Hammonds R G, Ferrara P, Li C H
Proc Natl Acad Sci U S A. 1981 Apr;78(4):2218-20. doi: 10.1073/pnas.78.4.2218.
Specific binding of human beta-endorphin to NG108-15 cells is described; human beta-[Tyr27-3H2] endorphin was used as the ligand. The binding is time dependent and saturable; Kd = 0.3 nM and ka = 1.8 x 10(8) M-1 min-1. Under the conditions optimal for beta-endorphin binding, leucine-enkephalin has one-fourth to one-third as many binding sites as beta-endorphin and its affinity is 7--10% that of beta-endorphin. Monovalent and divalent cations potently inhibit binding. Trypsin, phospholipase A, and N-ethylmaleimide reduce the ability of NG108-15 cells to bind beta-endorphin. beta-Endorphin analogs are able to fully inhibit the binding of beta-[Tyr27-3H2]endorphin, although enkephalins, morphine, and naloxone inhibit only 50--80%.

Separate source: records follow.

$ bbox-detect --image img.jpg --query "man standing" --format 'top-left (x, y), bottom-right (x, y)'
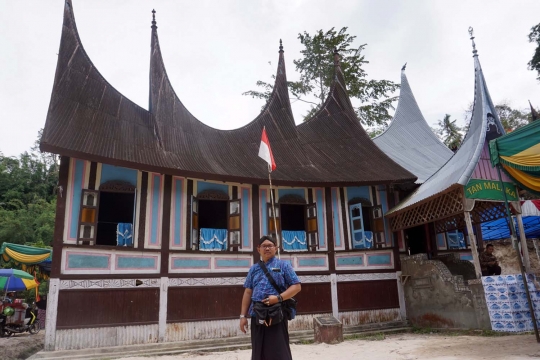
top-left (240, 236), bottom-right (301, 360)
top-left (480, 244), bottom-right (501, 276)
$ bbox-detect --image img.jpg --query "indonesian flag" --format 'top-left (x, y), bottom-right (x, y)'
top-left (259, 128), bottom-right (276, 171)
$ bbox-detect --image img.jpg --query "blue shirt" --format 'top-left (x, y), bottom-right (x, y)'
top-left (244, 256), bottom-right (300, 316)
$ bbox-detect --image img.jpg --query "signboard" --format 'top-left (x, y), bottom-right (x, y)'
top-left (465, 179), bottom-right (519, 201)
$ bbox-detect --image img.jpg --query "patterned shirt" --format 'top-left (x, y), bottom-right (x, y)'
top-left (244, 256), bottom-right (300, 316)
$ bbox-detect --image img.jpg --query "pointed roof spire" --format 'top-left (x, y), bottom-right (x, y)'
top-left (469, 26), bottom-right (478, 56)
top-left (334, 48), bottom-right (340, 66)
top-left (151, 9), bottom-right (157, 30)
top-left (529, 100), bottom-right (540, 121)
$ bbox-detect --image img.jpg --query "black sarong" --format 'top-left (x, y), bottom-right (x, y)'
top-left (251, 317), bottom-right (292, 360)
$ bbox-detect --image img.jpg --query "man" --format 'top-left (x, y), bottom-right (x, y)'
top-left (480, 244), bottom-right (501, 276)
top-left (240, 236), bottom-right (301, 360)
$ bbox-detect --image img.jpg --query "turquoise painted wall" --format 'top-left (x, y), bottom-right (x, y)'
top-left (69, 160), bottom-right (85, 240)
top-left (99, 164), bottom-right (137, 186)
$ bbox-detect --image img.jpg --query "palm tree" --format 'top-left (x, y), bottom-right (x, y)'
top-left (436, 114), bottom-right (463, 152)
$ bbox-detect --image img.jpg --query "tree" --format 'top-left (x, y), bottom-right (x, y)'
top-left (434, 114), bottom-right (463, 152)
top-left (0, 131), bottom-right (58, 250)
top-left (495, 101), bottom-right (531, 132)
top-left (527, 24), bottom-right (540, 80)
top-left (242, 27), bottom-right (399, 126)
top-left (464, 100), bottom-right (532, 133)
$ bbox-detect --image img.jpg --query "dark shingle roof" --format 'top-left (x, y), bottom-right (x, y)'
top-left (41, 0), bottom-right (415, 186)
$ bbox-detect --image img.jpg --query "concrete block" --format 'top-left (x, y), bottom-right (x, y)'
top-left (487, 301), bottom-right (512, 311)
top-left (313, 316), bottom-right (343, 344)
top-left (511, 301), bottom-right (529, 312)
top-left (482, 275), bottom-right (506, 285)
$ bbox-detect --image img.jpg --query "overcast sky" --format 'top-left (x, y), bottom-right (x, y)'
top-left (0, 0), bottom-right (540, 156)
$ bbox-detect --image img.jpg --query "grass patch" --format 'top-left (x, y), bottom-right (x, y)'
top-left (411, 326), bottom-right (520, 337)
top-left (343, 333), bottom-right (386, 341)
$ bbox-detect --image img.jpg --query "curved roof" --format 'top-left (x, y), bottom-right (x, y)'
top-left (388, 43), bottom-right (505, 216)
top-left (41, 0), bottom-right (415, 186)
top-left (373, 70), bottom-right (454, 184)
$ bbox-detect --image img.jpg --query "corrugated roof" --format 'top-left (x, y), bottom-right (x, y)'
top-left (41, 0), bottom-right (415, 186)
top-left (373, 70), bottom-right (454, 184)
top-left (388, 43), bottom-right (504, 215)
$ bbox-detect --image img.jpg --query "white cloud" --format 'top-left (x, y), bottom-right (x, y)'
top-left (0, 0), bottom-right (540, 155)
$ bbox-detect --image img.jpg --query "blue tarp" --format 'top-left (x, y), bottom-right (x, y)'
top-left (481, 216), bottom-right (540, 241)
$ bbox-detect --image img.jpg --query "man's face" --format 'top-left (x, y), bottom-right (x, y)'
top-left (257, 240), bottom-right (277, 260)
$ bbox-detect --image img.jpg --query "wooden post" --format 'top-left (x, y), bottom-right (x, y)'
top-left (533, 239), bottom-right (540, 262)
top-left (516, 214), bottom-right (531, 273)
top-left (464, 211), bottom-right (482, 279)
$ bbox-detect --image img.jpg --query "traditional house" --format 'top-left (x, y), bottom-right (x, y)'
top-left (373, 65), bottom-right (456, 255)
top-left (386, 29), bottom-right (530, 276)
top-left (41, 0), bottom-right (416, 350)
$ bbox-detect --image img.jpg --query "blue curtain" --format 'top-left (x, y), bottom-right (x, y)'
top-left (446, 231), bottom-right (467, 249)
top-left (281, 230), bottom-right (307, 251)
top-left (353, 230), bottom-right (373, 249)
top-left (199, 228), bottom-right (227, 251)
top-left (116, 223), bottom-right (133, 246)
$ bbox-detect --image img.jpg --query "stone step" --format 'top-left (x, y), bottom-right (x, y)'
top-left (29, 321), bottom-right (410, 360)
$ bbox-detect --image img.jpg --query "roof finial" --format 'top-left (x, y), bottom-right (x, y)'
top-left (151, 9), bottom-right (157, 30)
top-left (334, 48), bottom-right (339, 65)
top-left (529, 100), bottom-right (540, 121)
top-left (469, 26), bottom-right (478, 56)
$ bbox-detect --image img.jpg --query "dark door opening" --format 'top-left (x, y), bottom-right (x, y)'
top-left (96, 192), bottom-right (135, 246)
top-left (280, 204), bottom-right (306, 231)
top-left (404, 225), bottom-right (427, 255)
top-left (362, 206), bottom-right (372, 231)
top-left (199, 200), bottom-right (227, 229)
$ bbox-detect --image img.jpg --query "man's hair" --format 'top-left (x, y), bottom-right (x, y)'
top-left (258, 235), bottom-right (277, 246)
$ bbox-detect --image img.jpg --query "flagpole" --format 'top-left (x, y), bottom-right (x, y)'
top-left (268, 164), bottom-right (281, 260)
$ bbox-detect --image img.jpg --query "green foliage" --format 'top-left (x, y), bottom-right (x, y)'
top-left (242, 27), bottom-right (399, 126)
top-left (527, 24), bottom-right (540, 80)
top-left (463, 100), bottom-right (532, 133)
top-left (495, 102), bottom-right (531, 132)
top-left (0, 131), bottom-right (58, 250)
top-left (434, 114), bottom-right (463, 151)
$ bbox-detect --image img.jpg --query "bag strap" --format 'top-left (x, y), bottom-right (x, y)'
top-left (259, 260), bottom-right (281, 294)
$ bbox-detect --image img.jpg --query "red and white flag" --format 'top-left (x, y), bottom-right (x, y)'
top-left (259, 128), bottom-right (276, 171)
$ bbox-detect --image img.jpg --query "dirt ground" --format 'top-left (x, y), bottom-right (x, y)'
top-left (123, 334), bottom-right (540, 360)
top-left (0, 331), bottom-right (45, 360)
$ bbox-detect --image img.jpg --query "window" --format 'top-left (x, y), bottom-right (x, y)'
top-left (446, 230), bottom-right (467, 250)
top-left (77, 181), bottom-right (136, 246)
top-left (267, 195), bottom-right (319, 251)
top-left (349, 199), bottom-right (386, 249)
top-left (190, 190), bottom-right (242, 251)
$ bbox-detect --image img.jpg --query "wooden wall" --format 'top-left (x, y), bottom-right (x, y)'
top-left (338, 280), bottom-right (399, 312)
top-left (295, 283), bottom-right (332, 314)
top-left (167, 284), bottom-right (332, 322)
top-left (56, 289), bottom-right (159, 329)
top-left (167, 286), bottom-right (244, 322)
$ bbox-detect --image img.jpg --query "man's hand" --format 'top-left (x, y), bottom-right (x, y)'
top-left (240, 318), bottom-right (248, 334)
top-left (262, 295), bottom-right (279, 306)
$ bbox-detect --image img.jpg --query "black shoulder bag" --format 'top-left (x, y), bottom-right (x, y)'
top-left (259, 261), bottom-right (298, 320)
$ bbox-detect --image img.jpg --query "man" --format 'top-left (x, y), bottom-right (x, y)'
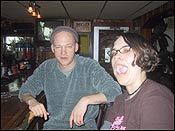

本文描述了人β-内啡肽与NG108-15细胞的特异性结合;使用人β-[酪氨酸27-3H2]内啡肽作为配体。这种结合具有时间依赖性且可饱和;解离常数Kd = 0.3 nM,结合速率常数ka = 1.8×10(8) M-1 min-1。在β-内啡肽结合的最佳条件下,亮氨酸脑啡肽的结合位点数量是β-内啡肽的四分之一到三分之一,其亲和力是β-内啡肽的7%-10%。单价和二价阳离子强烈抑制结合。胰蛋白酶、磷脂酶A和N-乙基马来酰胺降低NG108-15细胞结合β-内啡肽的能力。β-内啡肽类似物能够完全抑制β-[酪氨酸27-3H2]内啡肽的结合,而脑啡肽、吗啡和纳洛酮仅能抑制50%-80%。